Se entre mulheres como um todo se assistiu nas quatro últimas décadas um decréscimo na taxa de fecundidade (em 1940, a média nacional era de 6,2 filhos, em 2000, passa a 2,3 filhos), entre adolescentes e jovens o sentido é inverso. Desde os anos 1990, a taxa de fecundidade entre adolescentes aumentou 26%. Segundo dados do Ministério da Saúde, a primeira causa de internação entre adolescentes de 10 a 14 anos são causas relacionadas ao parto e puerpério5 (B). O número de internações por aborto incompleto entre meninas de 10 a 19 anos vem aumentando nos últimos cinco anos, tendo sido registrados 181 óbitos por essa causa entre meninas de 10 a 20 anos, de 1998 a 200322 (B). Segundo a Organização das Nações Unidas para a Educação, a Ciência e a Cultura (UNESCO), a gravidez logo após o início da vida sexual é frequente23 (B). A dinâmica das relações de gênero impõe às moças o recato em relação ao sexo, enquanto que, para os rapazes, é esperado que não haja muito pudor ou embaraço em relação ao tema. Tal descompasso de expectativas nem sempre corresponde às vivências individuais, mas dificulta o diálogo aberto sobre o sexo e o compartilhamento de estratégias para que o início da vida sexual não traga surpresas desagradáveis10 (A). Dados do Ministério da Saúde apontam que, no Brasil, 55% das adolescentes solteiras e sexualmente ativas nunca haviam usado nenhum método anticoncepcional, número que se eleva para 79% nas áreas rurais5 (B). As adolescentes engravidam na sua grande maioria sem planejamento, por falta de informação, difícil acesso aos serviços de saúde e desconhecimento sobre métodos anticoncepcionais, além da busca afetiva, de um objeto de amor ou somente experimentação sexual. No entanto, o conhecimento sobre métodos contraceptivos não garante seu uso. Pesquisa realizada em São Paulo, em 2004, mostra que embora 87% dos jovens tenham declarado conhecer os métodos contraceptivos, 70% tiveram a primeira relação sexual sem nenhuma proteção, o que pode ser resultado de um modelo de socialização que recusa às mulheres o exercício da sexualidade, fazendo com que as meninas não desenvolvam habilidades para falar de sexo e sintam-se pouco à vontade para abordar o tema com o parceiro10 (A).
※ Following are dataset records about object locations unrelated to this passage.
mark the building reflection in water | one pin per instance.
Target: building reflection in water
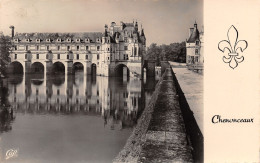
(120, 102)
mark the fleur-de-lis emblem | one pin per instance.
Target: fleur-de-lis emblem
(233, 46)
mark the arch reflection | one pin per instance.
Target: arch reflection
(116, 101)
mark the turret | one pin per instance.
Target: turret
(12, 31)
(195, 25)
(136, 26)
(106, 34)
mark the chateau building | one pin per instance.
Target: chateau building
(119, 49)
(194, 46)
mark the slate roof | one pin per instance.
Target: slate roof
(63, 36)
(194, 36)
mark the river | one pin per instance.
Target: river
(68, 118)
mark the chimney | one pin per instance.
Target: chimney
(12, 28)
(190, 31)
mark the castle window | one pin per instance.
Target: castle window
(196, 51)
(197, 59)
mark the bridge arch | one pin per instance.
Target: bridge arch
(121, 70)
(58, 68)
(15, 67)
(93, 69)
(37, 67)
(78, 66)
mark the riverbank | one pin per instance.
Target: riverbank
(160, 135)
(191, 84)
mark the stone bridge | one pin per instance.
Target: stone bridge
(50, 64)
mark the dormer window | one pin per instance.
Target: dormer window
(196, 51)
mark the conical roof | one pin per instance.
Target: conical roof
(194, 36)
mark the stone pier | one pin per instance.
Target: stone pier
(160, 134)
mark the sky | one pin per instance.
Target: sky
(164, 21)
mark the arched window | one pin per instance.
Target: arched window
(196, 51)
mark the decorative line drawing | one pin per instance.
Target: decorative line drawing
(233, 45)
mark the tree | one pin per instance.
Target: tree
(173, 52)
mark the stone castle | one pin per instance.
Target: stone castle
(194, 46)
(116, 51)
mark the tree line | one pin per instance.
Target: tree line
(173, 52)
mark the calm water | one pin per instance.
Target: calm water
(73, 118)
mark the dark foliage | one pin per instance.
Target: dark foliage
(174, 52)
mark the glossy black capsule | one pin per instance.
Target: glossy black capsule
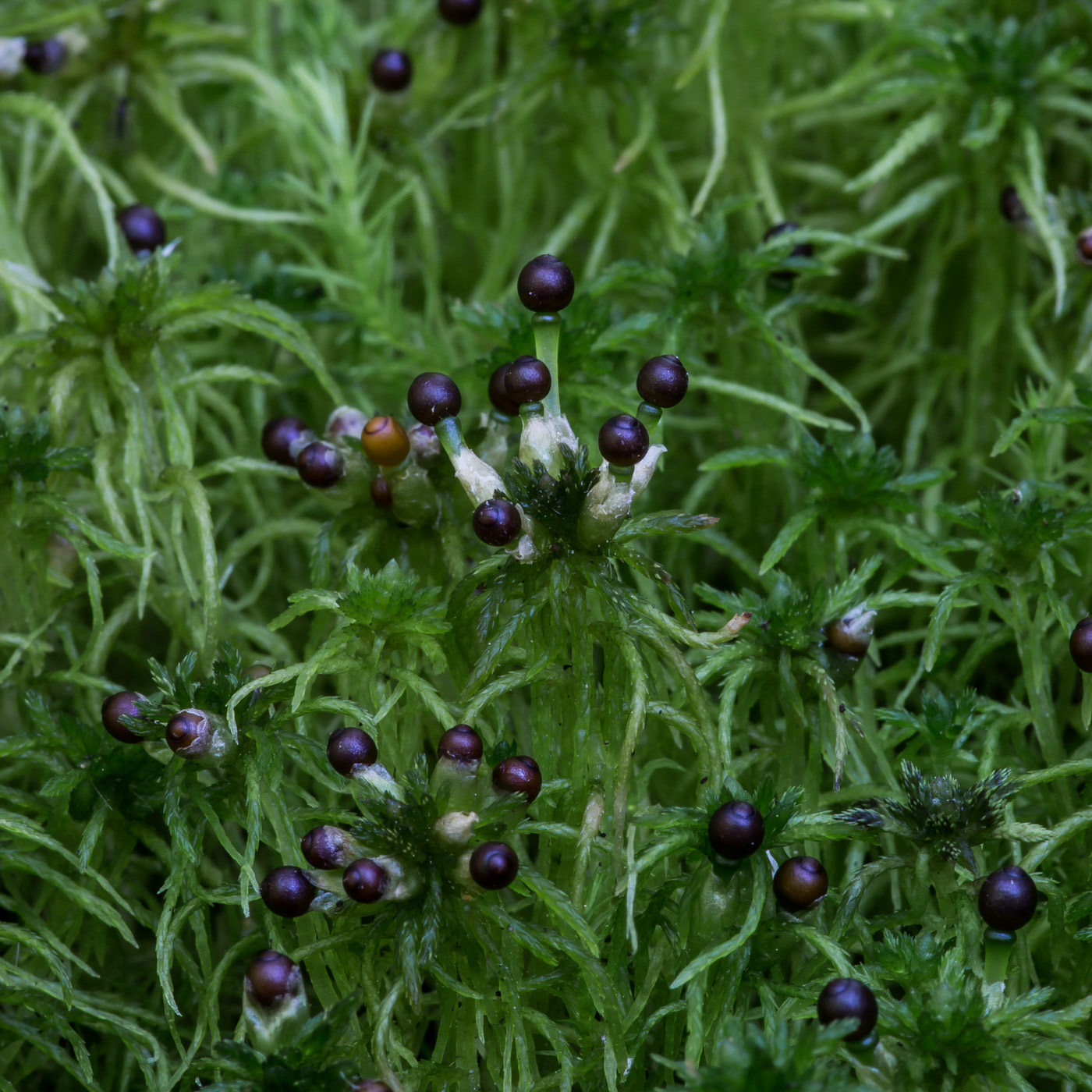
(391, 70)
(545, 284)
(736, 830)
(142, 227)
(122, 704)
(272, 977)
(494, 865)
(365, 881)
(498, 393)
(460, 744)
(497, 522)
(349, 748)
(663, 381)
(46, 57)
(624, 440)
(320, 466)
(324, 848)
(283, 438)
(434, 396)
(460, 12)
(799, 882)
(527, 379)
(518, 773)
(1007, 899)
(287, 892)
(849, 999)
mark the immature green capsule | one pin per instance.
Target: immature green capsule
(519, 773)
(391, 70)
(287, 892)
(1007, 899)
(736, 830)
(433, 398)
(272, 977)
(1080, 644)
(351, 748)
(122, 704)
(494, 865)
(545, 284)
(849, 999)
(800, 882)
(365, 881)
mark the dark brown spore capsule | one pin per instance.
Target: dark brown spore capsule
(494, 865)
(527, 379)
(497, 522)
(519, 773)
(460, 744)
(736, 830)
(624, 440)
(324, 848)
(347, 748)
(320, 466)
(663, 381)
(272, 977)
(498, 393)
(142, 227)
(1007, 899)
(434, 396)
(45, 58)
(287, 892)
(391, 70)
(849, 999)
(545, 284)
(122, 704)
(1080, 644)
(365, 881)
(460, 12)
(282, 437)
(799, 882)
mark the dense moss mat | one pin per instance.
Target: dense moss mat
(844, 598)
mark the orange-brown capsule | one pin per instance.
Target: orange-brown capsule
(385, 441)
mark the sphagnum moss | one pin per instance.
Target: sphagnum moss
(885, 413)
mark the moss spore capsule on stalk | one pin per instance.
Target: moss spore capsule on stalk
(46, 57)
(663, 381)
(189, 733)
(527, 379)
(365, 881)
(385, 441)
(287, 892)
(324, 848)
(519, 773)
(849, 999)
(800, 882)
(497, 522)
(498, 393)
(434, 396)
(494, 865)
(545, 284)
(283, 438)
(460, 12)
(272, 977)
(736, 830)
(349, 748)
(142, 227)
(1007, 899)
(624, 440)
(391, 70)
(460, 744)
(122, 704)
(1080, 644)
(320, 466)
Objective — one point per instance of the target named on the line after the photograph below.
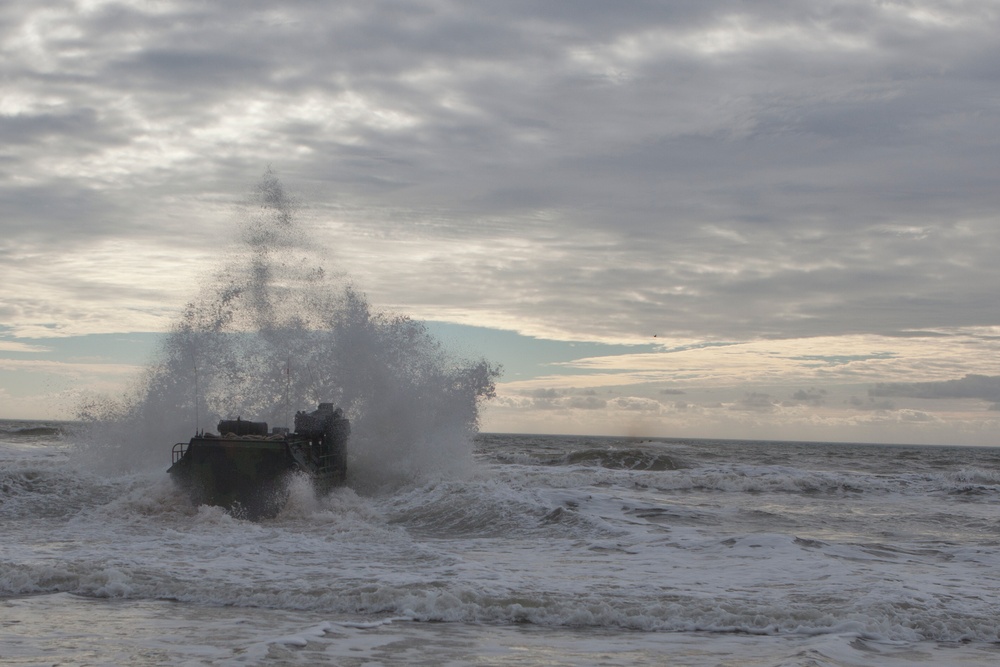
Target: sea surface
(550, 550)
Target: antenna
(288, 391)
(197, 393)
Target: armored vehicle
(245, 468)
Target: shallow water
(551, 550)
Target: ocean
(547, 550)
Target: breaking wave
(275, 331)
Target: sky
(768, 220)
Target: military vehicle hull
(246, 470)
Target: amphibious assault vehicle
(245, 468)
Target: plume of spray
(274, 332)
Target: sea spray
(274, 331)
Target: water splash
(274, 332)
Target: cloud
(982, 387)
(871, 404)
(755, 402)
(812, 396)
(724, 171)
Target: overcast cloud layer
(718, 174)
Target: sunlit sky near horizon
(727, 219)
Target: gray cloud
(710, 170)
(983, 387)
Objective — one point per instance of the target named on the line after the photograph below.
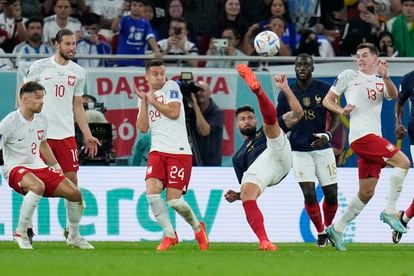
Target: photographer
(205, 122)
Sexualidade na adolescência

O que se depreende da literatura pesquisada é que educadores, profissionais de saúde e pais, participantes ativos da formação dos adolescentes, com frequência, não têm sensibilidade ou coragem de tratarem desse tema, devido a isso, poupam o adolescente de usufruir o direito de escolha, com base em informações contextualizadas, de acordo com suas características de vida, devido a falta de informações ou, simplesmente, ao constrangimento em discutir temas ligados à sexualidade.

Conclusão A adolescência é o período de desenvolvimento no qual a “identidade” está sendo construída6 (A). É quando se consolida a identidade de sexo e de gênero. Nesse período, a prevalência de DST é elevada. Entre jovens de 15 a 24 anos deve ser em torno de 25%, o que corresponde a 50% dos novos casos17 (A). As taxas de gestação na adolescência, embora tenham decrescido em países em desenvolvimento, permanecem elevadas24 (A).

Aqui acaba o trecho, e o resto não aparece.